PaperQA is more than just a search tool; it is an adaptive system that uses tools based on the question and intermediate research. These tools include:
- SEARCH: finding relevant papers from online databases, such as Arxiv and Pubmed;
- GATHER_EVIDENCE: parsing and summarizing text from these papers;
- ANSWER_QUESTION: ranking the relevance of the gathered context and synthesizing information into a final answer.

This process is non-linear. For example, if PaperQA sees a paper that uses a different word to refer to a concept, it can go back and search again with the new nomenclature. Compared to a standard RAG, PaperQA makes four key changes (each improved performance, measured via ablation testing):
- PaperQA breaks down the Retrieve and Generate (RAG) process into tools for an AI agent, enabling it to perform multiple searches with various keywords whenever the information at hand isn't enough.
- PaperQA employs a Map-Reduce inspired approach to summarization, where the AI first collects (maps) evidence from a range of sources and then condenses (reduces) this information to provide an answer. This increases the amount of sources that can be considered, enabling the LLM to provide preliminary insights before composing the final answer.
- PaperQA uses a hybrid search approach to work on all accessible papers, which number in the 100s of million. Namely, PaperQA uses LLM-assisted keyword search at the corpus level and semantic search at the granular level of pages of text.
- PaperQA implements prior-knowledge prompting strategies to access and utilize the underlying knowledge embedded within language models, when needed finding evidence in the scientific literature, and uses the resulting answer as a type of posterior knowledge.
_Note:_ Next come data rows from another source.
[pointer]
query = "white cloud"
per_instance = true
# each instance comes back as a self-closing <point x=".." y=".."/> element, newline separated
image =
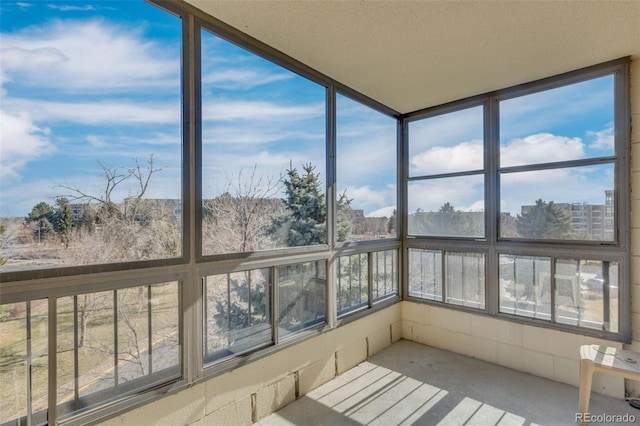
<point x="99" y="112"/>
<point x="96" y="141"/>
<point x="603" y="140"/>
<point x="443" y="159"/>
<point x="71" y="8"/>
<point x="91" y="56"/>
<point x="242" y="79"/>
<point x="22" y="141"/>
<point x="245" y="110"/>
<point x="541" y="148"/>
<point x="386" y="211"/>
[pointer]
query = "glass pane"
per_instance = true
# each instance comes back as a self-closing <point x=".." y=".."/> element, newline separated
<point x="352" y="282"/>
<point x="91" y="134"/>
<point x="450" y="207"/>
<point x="366" y="172"/>
<point x="587" y="293"/>
<point x="263" y="153"/>
<point x="465" y="279"/>
<point x="385" y="273"/>
<point x="425" y="274"/>
<point x="568" y="123"/>
<point x="237" y="312"/>
<point x="575" y="203"/>
<point x="114" y="343"/>
<point x="447" y="143"/>
<point x="301" y="290"/>
<point x="24" y="366"/>
<point x="525" y="286"/>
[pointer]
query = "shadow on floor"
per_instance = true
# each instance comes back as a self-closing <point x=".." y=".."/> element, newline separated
<point x="409" y="383"/>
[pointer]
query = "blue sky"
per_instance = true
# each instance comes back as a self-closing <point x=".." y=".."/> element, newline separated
<point x="569" y="123"/>
<point x="83" y="82"/>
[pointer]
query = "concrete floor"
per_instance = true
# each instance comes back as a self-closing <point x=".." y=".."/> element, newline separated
<point x="409" y="383"/>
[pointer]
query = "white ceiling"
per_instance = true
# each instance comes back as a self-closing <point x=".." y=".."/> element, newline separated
<point x="410" y="55"/>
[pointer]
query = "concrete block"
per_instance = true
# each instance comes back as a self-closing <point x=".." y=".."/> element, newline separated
<point x="351" y="355"/>
<point x="566" y="370"/>
<point x="396" y="331"/>
<point x="236" y="413"/>
<point x="484" y="327"/>
<point x="526" y="360"/>
<point x="274" y="396"/>
<point x="227" y="388"/>
<point x="635" y="269"/>
<point x="635" y="324"/>
<point x="407" y="330"/>
<point x="416" y="312"/>
<point x="510" y="333"/>
<point x="607" y="384"/>
<point x="378" y="341"/>
<point x="484" y="349"/>
<point x="308" y="352"/>
<point x="453" y="320"/>
<point x="183" y="408"/>
<point x="453" y="341"/>
<point x="316" y="374"/>
<point x="632" y="387"/>
<point x="552" y="342"/>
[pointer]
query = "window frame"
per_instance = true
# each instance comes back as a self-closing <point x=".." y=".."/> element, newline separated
<point x="617" y="250"/>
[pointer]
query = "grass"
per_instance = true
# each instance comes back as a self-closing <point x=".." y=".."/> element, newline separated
<point x="96" y="357"/>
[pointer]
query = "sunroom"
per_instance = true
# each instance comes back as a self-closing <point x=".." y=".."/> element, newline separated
<point x="211" y="208"/>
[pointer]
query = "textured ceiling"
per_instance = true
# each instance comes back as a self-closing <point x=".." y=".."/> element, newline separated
<point x="410" y="55"/>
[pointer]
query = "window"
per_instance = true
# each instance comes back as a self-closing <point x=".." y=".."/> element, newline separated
<point x="536" y="212"/>
<point x="557" y="161"/>
<point x="263" y="153"/>
<point x="445" y="191"/>
<point x="366" y="172"/>
<point x="237" y="313"/>
<point x="91" y="135"/>
<point x="301" y="296"/>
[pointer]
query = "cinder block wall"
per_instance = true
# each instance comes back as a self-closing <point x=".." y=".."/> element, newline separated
<point x="251" y="392"/>
<point x="634" y="387"/>
<point x="546" y="353"/>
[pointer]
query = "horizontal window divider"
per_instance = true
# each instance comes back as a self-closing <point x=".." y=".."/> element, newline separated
<point x="263" y="254"/>
<point x="115" y="408"/>
<point x="68" y="272"/>
<point x="533" y="322"/>
<point x="238" y="265"/>
<point x="565" y="328"/>
<point x="448" y="244"/>
<point x="559" y="165"/>
<point x="216" y="369"/>
<point x="15" y="292"/>
<point x="576" y="250"/>
<point x="355" y="315"/>
<point x="245" y="41"/>
<point x="559" y="80"/>
<point x="446" y="175"/>
<point x="345" y="249"/>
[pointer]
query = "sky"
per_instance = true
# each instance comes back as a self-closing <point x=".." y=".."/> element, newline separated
<point x="569" y="123"/>
<point x="95" y="85"/>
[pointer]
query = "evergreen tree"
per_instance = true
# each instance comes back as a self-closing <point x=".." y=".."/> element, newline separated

Importantly, PaperQA builds upon the unique structure of scientific literature – its citation graph and categorization into journals and fields. This is only possible due to the excellent contributions of the Semantic Scholar team at Allen Institute for AI, whose API for exploring the citation graph of science is a key feature of PaperQA. We plan to make the full WikiCrow and PaperQA code available on GitHub soon. Until then, the essential aspects of the PaperQA algorithm are available (although you will need access to your own repository of full text scientific articles), as well as the prompts used for WikiCrow.
Benchmarking PaperQA
In our evaluations, PaperQA outperforms GPT-4, Perplexity, and other LLMs, as well as commercial RAG systems on several benchmarks. We show excellent performance on two scientific question-answering benchmarks - MedQA-USMLE and PubMedQA Blind, the latter of which is a modified version of PubMedQA, where original contexts are removed to challenge the system to find the papers to retrieve the context. Additionally, PaperQA outperforms a range of systems on LitQA, a new benchmark that we developed to validate our performance. LitQA consists of multiple-choice questions that are difficult or impossible to answer accurately without retrieval of one or more specific papers, all of which were published after the training cutoff dates of GPT-4 and Claude 2 in 2022. Today, LitQA is small, with only 50 questions, as it is extraordinarily time-consuming to generate and validate these types of questions, but we plan to scale it up in the future. Also note that we performed this testing in October 2023 (outside of Gemini Pro in December 2023) and did not try to optimize any of the commercial systems here, so it’s possible they could be engineered for higher performance, or would have higher performance if tested today.